I actually think they have improved rapidly last year. I guess the first really big step they took was the Kiev Major where they (SG-Esports) beat Secret out. Ever since then they have kind of been still just there but not really improving that much. And then last year I felt like they were actually doing pretty well, when they were at tournaments. You could just see from their games that they had the potential to beat the best teams, but there was still something missing.
So for that missing piece. Obviously you are rather new to the South American region. What are the differences in Dota playstyles between SA and Europe or NA, where you have been playing for a long time before?

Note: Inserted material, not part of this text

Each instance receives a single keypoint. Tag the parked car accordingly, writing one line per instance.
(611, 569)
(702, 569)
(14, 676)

I mean they are a bit more free I guess. They are a bit less restricted by rules and formats, stuff like that. As for the regions I think it is pretty hard to play in South America. Overall there is not that many good pub games. There is not that many teams to practice against. If you play on any other server it’s really laggy and the ping is a problem. So it’s both good and bad in that sense.
You brought up the point that there are not that many teams to scrim. Does pain gaming scrim fairly often against the sister team pain.x?

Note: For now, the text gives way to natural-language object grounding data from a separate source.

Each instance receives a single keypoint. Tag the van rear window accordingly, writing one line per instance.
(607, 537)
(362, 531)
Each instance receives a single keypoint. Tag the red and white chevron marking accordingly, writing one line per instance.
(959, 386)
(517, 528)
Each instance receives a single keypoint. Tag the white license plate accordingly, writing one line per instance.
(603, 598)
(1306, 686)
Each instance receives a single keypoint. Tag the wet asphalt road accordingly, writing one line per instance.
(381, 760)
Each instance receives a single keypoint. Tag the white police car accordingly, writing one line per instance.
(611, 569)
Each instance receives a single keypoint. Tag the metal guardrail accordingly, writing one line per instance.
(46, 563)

To be honest I have only been in South America for one week, when we played the regional qualifiers. And I think in general we are not gonna be there that much. Ideally how we want this season to go is like this:
We go to tournaments and we bootcamp in other countries and then when we have to play the qualifiers we go back to Brazil and play the qualifiers. And we want to stay out of South America as much as possible. Not because it is South America, it’s just because it is so hard to play Dota there.
So it’s hard to stay competitive if you only play in that region?

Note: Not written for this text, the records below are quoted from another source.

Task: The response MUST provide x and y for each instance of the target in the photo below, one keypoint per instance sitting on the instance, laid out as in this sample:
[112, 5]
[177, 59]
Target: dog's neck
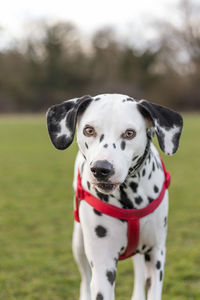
[138, 162]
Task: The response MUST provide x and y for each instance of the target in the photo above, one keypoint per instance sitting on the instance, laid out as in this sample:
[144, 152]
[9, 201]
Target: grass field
[36, 219]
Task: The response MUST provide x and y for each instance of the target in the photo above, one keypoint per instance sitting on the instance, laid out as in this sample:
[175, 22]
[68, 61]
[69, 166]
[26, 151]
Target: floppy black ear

Now for something rather more unrelated. Patch 7.19 has been around for a couple of months now and the community has been crying: “Oh, it’s getting stale! There is nothing new! We want a new patch!”
As a captain would you agree that the metagame starts to turn stale after a couple of months on a patch or do you think there is always a new thing to find in a patch?
Oh, I think there is always something new to find. You can even see it in this tournament. Even the small patches that nerf and buff a few heroes, it actually makes a big difference. In this tournament and even at KL Major I’m sure there is gonna be a lot of new things that you have to think about all the time.
However, I do think a patch could be interesting. Because you know...even though the competitive scene keeps evolving, keeps trying to beat each other. It is still kind of limiting what you can do in this patch due to the dual lane meta and how little kills give in the early game. I think it would be more interesting with a new patch.
Speaking of a new patch, do you have any preferences where the game direction should go? Or maybe which heroes should get buffed or nerfed? Is there like a special hero you really hate? We were talking to MSS earlier and he just said: “I don’t understand how Necrophos is still not nerfed. He is so OP!”. Are there heroes you consider that OP as well?
I mean yeah, there are some heroes. I would agree Necrophos is just kind of annoying. I also talked to my team earlier and I feel like Necrophos is at a point in the tournament, where nobody really wants to play it. But no one wants to play against it. So they are just kind of like either picking it to ban it or banning it to get rid of it. There are some heroes like that. I feel like Broodmother was also at that at one point. I’m not sure about specific heroes. I think it would be cool if we could be a bit more flexible with lanes without losing out on xp and gold too much.
Thank you very much for your time, good luck for Kuala Lumpur and safe travels!